Splunk Search
Highlighted

Why is my search unable to match csv data against indexed events?

Contributor

Hi,

I am trying to search a list of IP's against the data being sent by the firewall. Since the number of IP's is large, I thought of using a CSV lookup to make things easy but the search is not going as expected.

CSV file has only one column for "src", e.g.

src
1.1.1.1
2.2.2.2
3.3.3.3
4.4.4.4

Created a new lookup table file and imported this CSV. Gave the app context as "Search" and made sure "search" app has full permissions. CSV is saved at /opt/splunk/etc/apps/search/lookups/firewall_whitelist.csv

The field in the indexed data which holds the source ip is "src" and that matches the column name given in the CSV file. To return indexed events where any of the IP's listed in the file are seen I used the following search but it does not produce any output.

sourcetype="firewall:syslogs" [|inputlookup /opt/splunk/etc/apps/search/lookups/firewall_whitelist.csv |table src ]

Also tried using | fields srcbut same result. search just ends with "No results found."

When I inspect the job, I do see two messages. one is info : The specified search will not match any events and another is warn : [subsearch]: The lookup table '/opt/splunk/etc/apps/search/lookups/firewall_whitelist.csv' is invalid.

Is the search incorrect or something wrong with the CSV itself?

Thanks in advance for any ideas/suggestions you might have.

~ Abhi

0 Karma
Highlighted

Re: Why is my search unable to match csv data against indexed events?

SplunkTrust
SplunkTrust

Try this

sourcetype="firewall:syslogs" [| inputlookup firewall_whitelist.csv |fields src | format]

View solution in original post

Highlighted

Re: Why is my search unable to match csv data against indexed events?

Contributor

Thanks jkat54.

This works great. Getting the results now. one more follow up question: Is it also possible to specify a particular splunk field to be matched against this data? Because I believe the above search is going to match the IP against all the fields from the indexed data correct? If I want to get the events only if these IP's match the splunk field named "src", is that possible?

~ Abhi

Highlighted

Re: Why is my search unable to match csv data against indexed events?

SplunkTrust
SplunkTrust

Given your example data, the search I shared above should "unpack" to this:

sourcetype="firewall:syslogs" ( (src=1.1.1.1) OR (src=2.2.2.2) OR (src=3.3.3.3) OR (src=4.4.4.4))

If you had more than one column coming from your lookup like this:

usr,src
joe,1.1.1.1
bob,2.2.2.2
susan,3.3.3.3
larry,4.4.4.4

And you used a search like this:

sourcetype="firewall:syslogs" [| inputlookup firewall_whitelist.csv |fields usr src | format]
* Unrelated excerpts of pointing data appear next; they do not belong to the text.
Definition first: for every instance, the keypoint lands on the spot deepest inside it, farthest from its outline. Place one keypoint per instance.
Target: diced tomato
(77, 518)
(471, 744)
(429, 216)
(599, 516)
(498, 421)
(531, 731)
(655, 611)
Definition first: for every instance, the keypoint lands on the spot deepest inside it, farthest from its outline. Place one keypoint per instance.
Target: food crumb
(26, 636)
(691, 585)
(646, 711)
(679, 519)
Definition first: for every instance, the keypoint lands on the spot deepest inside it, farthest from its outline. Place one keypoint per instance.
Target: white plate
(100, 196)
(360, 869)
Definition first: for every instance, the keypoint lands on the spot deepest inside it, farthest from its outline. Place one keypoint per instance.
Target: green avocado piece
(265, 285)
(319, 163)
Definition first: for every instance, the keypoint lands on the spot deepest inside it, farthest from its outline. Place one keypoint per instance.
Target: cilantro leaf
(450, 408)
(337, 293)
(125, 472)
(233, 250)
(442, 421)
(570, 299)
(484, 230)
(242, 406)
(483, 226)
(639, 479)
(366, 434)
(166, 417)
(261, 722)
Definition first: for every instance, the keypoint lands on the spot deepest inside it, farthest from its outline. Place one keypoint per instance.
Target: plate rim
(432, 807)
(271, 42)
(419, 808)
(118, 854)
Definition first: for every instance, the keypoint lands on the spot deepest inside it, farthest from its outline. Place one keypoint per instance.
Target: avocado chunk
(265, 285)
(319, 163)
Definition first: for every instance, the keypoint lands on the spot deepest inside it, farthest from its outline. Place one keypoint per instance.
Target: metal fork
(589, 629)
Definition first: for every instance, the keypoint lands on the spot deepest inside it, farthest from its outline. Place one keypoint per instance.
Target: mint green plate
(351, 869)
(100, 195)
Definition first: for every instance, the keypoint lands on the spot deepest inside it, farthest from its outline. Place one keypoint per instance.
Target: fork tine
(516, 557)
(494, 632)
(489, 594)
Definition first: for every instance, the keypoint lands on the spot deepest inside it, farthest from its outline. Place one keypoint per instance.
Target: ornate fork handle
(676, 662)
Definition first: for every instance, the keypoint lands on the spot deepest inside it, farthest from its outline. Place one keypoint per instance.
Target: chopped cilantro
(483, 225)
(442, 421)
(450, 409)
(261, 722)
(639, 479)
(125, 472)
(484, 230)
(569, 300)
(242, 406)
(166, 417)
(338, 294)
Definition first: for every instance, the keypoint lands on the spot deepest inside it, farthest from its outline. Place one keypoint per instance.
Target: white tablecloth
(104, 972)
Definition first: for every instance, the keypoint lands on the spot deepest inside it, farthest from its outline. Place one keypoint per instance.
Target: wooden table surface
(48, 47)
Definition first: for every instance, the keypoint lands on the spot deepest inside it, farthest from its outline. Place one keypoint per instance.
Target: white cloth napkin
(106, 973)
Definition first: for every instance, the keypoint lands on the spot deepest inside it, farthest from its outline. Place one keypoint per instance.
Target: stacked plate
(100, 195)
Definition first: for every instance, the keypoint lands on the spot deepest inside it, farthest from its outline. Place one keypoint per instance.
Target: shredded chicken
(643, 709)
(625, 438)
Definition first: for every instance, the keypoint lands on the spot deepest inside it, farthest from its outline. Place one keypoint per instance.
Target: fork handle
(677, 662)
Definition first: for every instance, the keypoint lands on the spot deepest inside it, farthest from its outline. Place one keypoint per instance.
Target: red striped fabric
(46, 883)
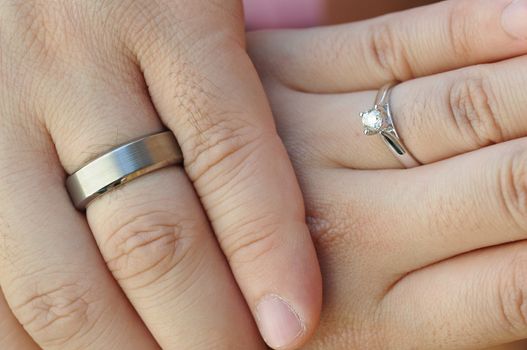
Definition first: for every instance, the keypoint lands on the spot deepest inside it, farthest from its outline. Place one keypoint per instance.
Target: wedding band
(379, 121)
(121, 165)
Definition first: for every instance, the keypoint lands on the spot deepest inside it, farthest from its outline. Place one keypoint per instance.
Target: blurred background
(263, 14)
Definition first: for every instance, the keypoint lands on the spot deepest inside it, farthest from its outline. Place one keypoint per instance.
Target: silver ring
(379, 121)
(121, 165)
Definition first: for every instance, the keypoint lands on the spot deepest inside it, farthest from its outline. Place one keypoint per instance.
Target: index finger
(206, 90)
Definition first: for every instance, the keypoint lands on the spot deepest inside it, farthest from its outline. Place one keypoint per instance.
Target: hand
(426, 258)
(81, 77)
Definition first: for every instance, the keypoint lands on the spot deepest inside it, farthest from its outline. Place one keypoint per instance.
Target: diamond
(372, 121)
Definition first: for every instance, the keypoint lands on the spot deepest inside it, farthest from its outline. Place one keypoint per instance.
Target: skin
(146, 262)
(426, 258)
(172, 307)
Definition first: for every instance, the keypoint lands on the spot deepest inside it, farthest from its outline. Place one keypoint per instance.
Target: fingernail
(514, 19)
(279, 324)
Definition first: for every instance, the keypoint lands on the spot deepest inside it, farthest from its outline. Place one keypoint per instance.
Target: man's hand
(81, 77)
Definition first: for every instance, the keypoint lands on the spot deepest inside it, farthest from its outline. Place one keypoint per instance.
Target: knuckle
(460, 31)
(57, 315)
(388, 52)
(149, 246)
(473, 108)
(251, 240)
(512, 294)
(220, 145)
(513, 188)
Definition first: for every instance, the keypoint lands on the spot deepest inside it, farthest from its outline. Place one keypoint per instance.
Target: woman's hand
(426, 258)
(78, 78)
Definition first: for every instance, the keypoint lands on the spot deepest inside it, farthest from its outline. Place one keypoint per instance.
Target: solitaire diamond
(372, 121)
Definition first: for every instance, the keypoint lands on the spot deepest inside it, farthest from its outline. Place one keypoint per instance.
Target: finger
(401, 46)
(208, 94)
(477, 298)
(152, 232)
(437, 117)
(51, 272)
(465, 203)
(12, 334)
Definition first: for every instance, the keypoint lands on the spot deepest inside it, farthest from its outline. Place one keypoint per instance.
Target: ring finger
(152, 232)
(437, 117)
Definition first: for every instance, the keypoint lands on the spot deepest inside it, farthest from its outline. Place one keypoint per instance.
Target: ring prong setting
(372, 121)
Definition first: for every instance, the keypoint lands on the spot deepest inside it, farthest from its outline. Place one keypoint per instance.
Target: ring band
(379, 121)
(122, 165)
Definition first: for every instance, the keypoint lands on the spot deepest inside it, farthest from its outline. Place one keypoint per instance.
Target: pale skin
(432, 257)
(69, 293)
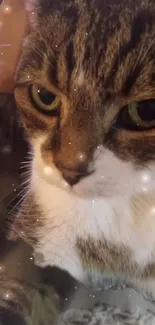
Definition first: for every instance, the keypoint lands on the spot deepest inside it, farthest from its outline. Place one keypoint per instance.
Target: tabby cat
(85, 88)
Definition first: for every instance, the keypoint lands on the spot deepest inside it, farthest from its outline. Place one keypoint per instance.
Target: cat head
(85, 86)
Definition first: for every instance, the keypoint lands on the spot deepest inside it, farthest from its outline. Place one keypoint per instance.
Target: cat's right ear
(32, 9)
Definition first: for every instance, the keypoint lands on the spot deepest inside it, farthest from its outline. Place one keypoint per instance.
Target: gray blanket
(113, 307)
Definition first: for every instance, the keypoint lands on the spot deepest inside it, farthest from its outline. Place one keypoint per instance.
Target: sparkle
(81, 156)
(5, 45)
(145, 177)
(65, 185)
(7, 9)
(47, 171)
(1, 268)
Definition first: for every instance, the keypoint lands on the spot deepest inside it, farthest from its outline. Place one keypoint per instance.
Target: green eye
(138, 115)
(44, 100)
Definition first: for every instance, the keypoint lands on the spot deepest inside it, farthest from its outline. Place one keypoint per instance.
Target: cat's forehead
(110, 42)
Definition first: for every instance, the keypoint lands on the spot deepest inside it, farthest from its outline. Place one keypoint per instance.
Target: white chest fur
(117, 205)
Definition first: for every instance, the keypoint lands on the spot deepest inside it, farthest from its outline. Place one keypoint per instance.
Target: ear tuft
(32, 8)
(31, 5)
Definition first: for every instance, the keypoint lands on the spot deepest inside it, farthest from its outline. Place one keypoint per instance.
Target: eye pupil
(146, 110)
(46, 96)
That would unpack like this:

sourcetype="firewall:syslogs" ( (usr=joe AND src=1.1.1.1) OR (usr=bob AND src=2.2.2.2) OR (usr=susan AND src=3.3.3.3) OR (usr=larry AND src=4.4.4.4))
0 Karma
Highlighted

Re: Why is my search unable to match csv data against indexed events?

Contributor

Thank you. That helps.

Highlighted

Re: Why is my search unable to match csv data against indexed events?

SplunkTrust
SplunkTrust

You need to refer your lookup table file just by it's name, not it's path.